SIGNS AND SYMPTOMS
The typical presentation of anterior uveitis involves pain, photophobia and excessive tearing. Patients report a deep, dull aching of the involved eye and surrounding orbit. Associated sensitivity to lights may be severe; often, these patients will present wearing dark sunglasses. The excessive tearing occurs secondary to increased neural stimulation of the lacrimal gland, and is not associated with a foreign body sensation.
Visual acuity is not usually impaired to any great extent (20/40 or better is common), although patients may report some haziness. Accommodative tasks, however, may prove more difficult and uncomfortable. Inspection may reveal mild to moderate congestion of the lids, resulting in pseudoptosis. You'll typically see a deep perilimbal injection of the conjunctiva and episclera, although the palpebral conjunctiva is characteristically normal. The cornea may display mild edema upon biomicroscopy. In more severe reactions, you may observe grayish brown endothelial deposits, known as keratic precipitates.

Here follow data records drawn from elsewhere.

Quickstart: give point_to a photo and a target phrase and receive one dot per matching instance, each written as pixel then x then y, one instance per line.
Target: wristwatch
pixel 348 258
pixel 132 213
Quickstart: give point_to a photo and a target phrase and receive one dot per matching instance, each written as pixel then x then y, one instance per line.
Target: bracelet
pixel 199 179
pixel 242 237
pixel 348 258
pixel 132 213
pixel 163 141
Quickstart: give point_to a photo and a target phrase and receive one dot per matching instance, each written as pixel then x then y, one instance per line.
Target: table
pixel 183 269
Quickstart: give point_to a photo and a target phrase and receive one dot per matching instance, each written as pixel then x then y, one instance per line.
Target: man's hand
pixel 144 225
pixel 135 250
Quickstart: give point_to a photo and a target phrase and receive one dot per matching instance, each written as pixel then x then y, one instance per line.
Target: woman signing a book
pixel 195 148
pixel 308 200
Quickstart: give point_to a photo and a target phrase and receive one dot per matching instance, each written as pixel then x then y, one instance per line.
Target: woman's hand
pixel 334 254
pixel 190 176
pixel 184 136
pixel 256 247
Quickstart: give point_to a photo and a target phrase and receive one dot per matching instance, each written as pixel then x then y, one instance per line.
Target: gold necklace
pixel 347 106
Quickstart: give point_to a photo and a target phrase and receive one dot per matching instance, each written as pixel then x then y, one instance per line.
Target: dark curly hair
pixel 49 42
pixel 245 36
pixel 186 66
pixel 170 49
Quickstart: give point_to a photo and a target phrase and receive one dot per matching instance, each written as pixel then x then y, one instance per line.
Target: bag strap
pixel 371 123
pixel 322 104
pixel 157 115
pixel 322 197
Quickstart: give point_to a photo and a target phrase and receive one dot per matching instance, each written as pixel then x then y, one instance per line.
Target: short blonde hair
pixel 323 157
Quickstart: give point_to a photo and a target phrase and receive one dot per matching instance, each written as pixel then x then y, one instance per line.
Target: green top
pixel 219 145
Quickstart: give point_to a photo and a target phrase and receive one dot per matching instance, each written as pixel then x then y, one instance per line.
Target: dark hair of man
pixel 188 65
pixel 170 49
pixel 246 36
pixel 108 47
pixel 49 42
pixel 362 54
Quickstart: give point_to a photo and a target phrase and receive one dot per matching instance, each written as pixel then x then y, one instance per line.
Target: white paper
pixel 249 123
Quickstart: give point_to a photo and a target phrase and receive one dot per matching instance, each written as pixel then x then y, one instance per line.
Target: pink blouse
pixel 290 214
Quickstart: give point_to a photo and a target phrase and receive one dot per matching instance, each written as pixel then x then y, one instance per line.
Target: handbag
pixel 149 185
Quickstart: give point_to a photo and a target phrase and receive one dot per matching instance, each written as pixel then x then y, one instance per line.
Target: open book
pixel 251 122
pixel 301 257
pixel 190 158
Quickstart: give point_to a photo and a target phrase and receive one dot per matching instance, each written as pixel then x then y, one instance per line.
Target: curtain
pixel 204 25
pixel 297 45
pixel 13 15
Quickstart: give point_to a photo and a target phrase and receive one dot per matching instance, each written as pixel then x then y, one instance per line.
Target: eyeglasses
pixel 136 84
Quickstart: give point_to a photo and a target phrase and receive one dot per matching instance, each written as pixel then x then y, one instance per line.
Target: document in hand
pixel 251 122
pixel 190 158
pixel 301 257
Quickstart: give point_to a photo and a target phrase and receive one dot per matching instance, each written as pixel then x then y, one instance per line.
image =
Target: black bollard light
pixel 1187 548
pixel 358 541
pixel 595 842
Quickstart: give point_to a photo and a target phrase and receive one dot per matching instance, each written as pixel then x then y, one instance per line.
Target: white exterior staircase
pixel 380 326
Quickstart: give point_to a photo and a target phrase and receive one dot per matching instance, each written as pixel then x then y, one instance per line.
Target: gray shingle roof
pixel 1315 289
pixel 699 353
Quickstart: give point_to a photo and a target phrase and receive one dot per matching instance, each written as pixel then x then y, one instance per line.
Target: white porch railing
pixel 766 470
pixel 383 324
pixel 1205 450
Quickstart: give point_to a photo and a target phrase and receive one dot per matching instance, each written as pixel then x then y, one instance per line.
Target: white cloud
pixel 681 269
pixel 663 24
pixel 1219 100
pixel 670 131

The hallmark signs of anterior uveitis are "cells and flare." Cells are leukocytes (white blood cells) floating in the convection currents of the aqueous; flare refers to liberated protein from the inflamed iris or ciliary body which gives the aqueous a particulate, or smoky, appearance. The iris may adhere to the lens capsule (posterior synechia) or, less commonly, to the peripheral cornea (anterior synechia). Additionally, you may see granulomatous nodules within the iris stroma.
Intraocular pressure in the affected eye is initially reduced due to secretory hypotony of the ciliary body. However, as the reaction persists, inflammatory by-products may accumulate in the trabeculum. If this debris builds significantly, and if the ciliary body resumes its normal secretory output, the pressure may rise sharply, resulting in a secondary uveitic glaucoma.
Uveitis, as the name implies, represents an inflammation of the uveal tissues, chiefly the iris and ciliary body. Inflammation may be associated with underlying systemic disease, or it may occur as a direct result of ocular trauma. Occasionally, inflammatory reactions in adjacent tissues (e.g., keratitis), can induce a secondary uveitis.
Uveitis can be either acute or chronic. The chronic form is more often associated with systemic disorders including, but not limited to, ankylosing spondylitis, Behçet's syndrome, inflammatory bowel disease, juvenile rheumatoid arthritis, Reiter's syndrome, sarcoidosis, syphilis, tuberculosis, and Lyme disease. Chronic uveitis most likely occurs due to an immunopathological mechanism which is not fully understood.
There are two primary goals when managing anterior uveitis. First, immobilize the iris and ciliary body to decrease pain and prevent exacerbation of the condition. Second, quell the inflammatory response. Begin by cyclopleging the patient with homatropine 5% TID/QID, scopolamine 0.25% BID/QID or atropine 1% BID, depending upon the severity of the reaction. Next, prescribe a topical steroid Q2-3H, or more often if the reaction is severe. If there's a posterior synechia present, attempt to break the adhesion in the office using atropine 1% and phenylephrine 10%. Treat secondary elevations in IOP using standard anti-glaucoma agents, such as timolol 0.5% BID or dorzolamide 2% TID.
Avoid pilocarpine in uveitic glaucoma, as it will only serve to worsen the inflammatory response by mobilizing the uveal tissues. After beginning treatment, re-evaluate the patient every one to seven days depending on the severity of the reaction. As the uveitis resolves, discontinue the cycloplegics and taper the steroids to QID or TID. Generally, it is better to taper slowly rather than abruptly, and patients may need to remain on steroid drops daily or every other day for several weeks. In recalcitrant uveitis which is unresponsive to conventional therapy, consider injectible steroids such as methylprednisolone 60mg or even oral steroids such as prednisone 60 to 80mg.
Acute anterior uveitis results most commonly as a result of blunt ocular trauma. In most instances, these cases resolve without incident and do not recur when properly managed.
Consider any cases of recurrent uveitis, defined as three or more unexplained incidents, to be representative of underlying systemic inflammatory disease until proven otherwise. Hematologic testing is indicated for any recurrent, chronic or bilateral presentation. A standard battery of laboratory tests should include: complete blood count (CBC) with differential, antinuclear antibody (ANA), HLA-B27, rheumatoid factor (RF), angiotensin-converting enzyme (ACE), purified protein derivative (PPD), fluorescent treponemal antibody absorption (FTA-ABS) and rapid plasma reagin (RPR). A chest X-ray is also important in identifying both sarcoidosis and tuberculosis. A Lyme titer is also recommended if you suspect that the patient may have been bitten by a deer tick.
Always perform a comprehensive, dilated fundus evaluation in these cases. Anterior uveitis may actually constitute a "spillover" of posterior ocular inflammation.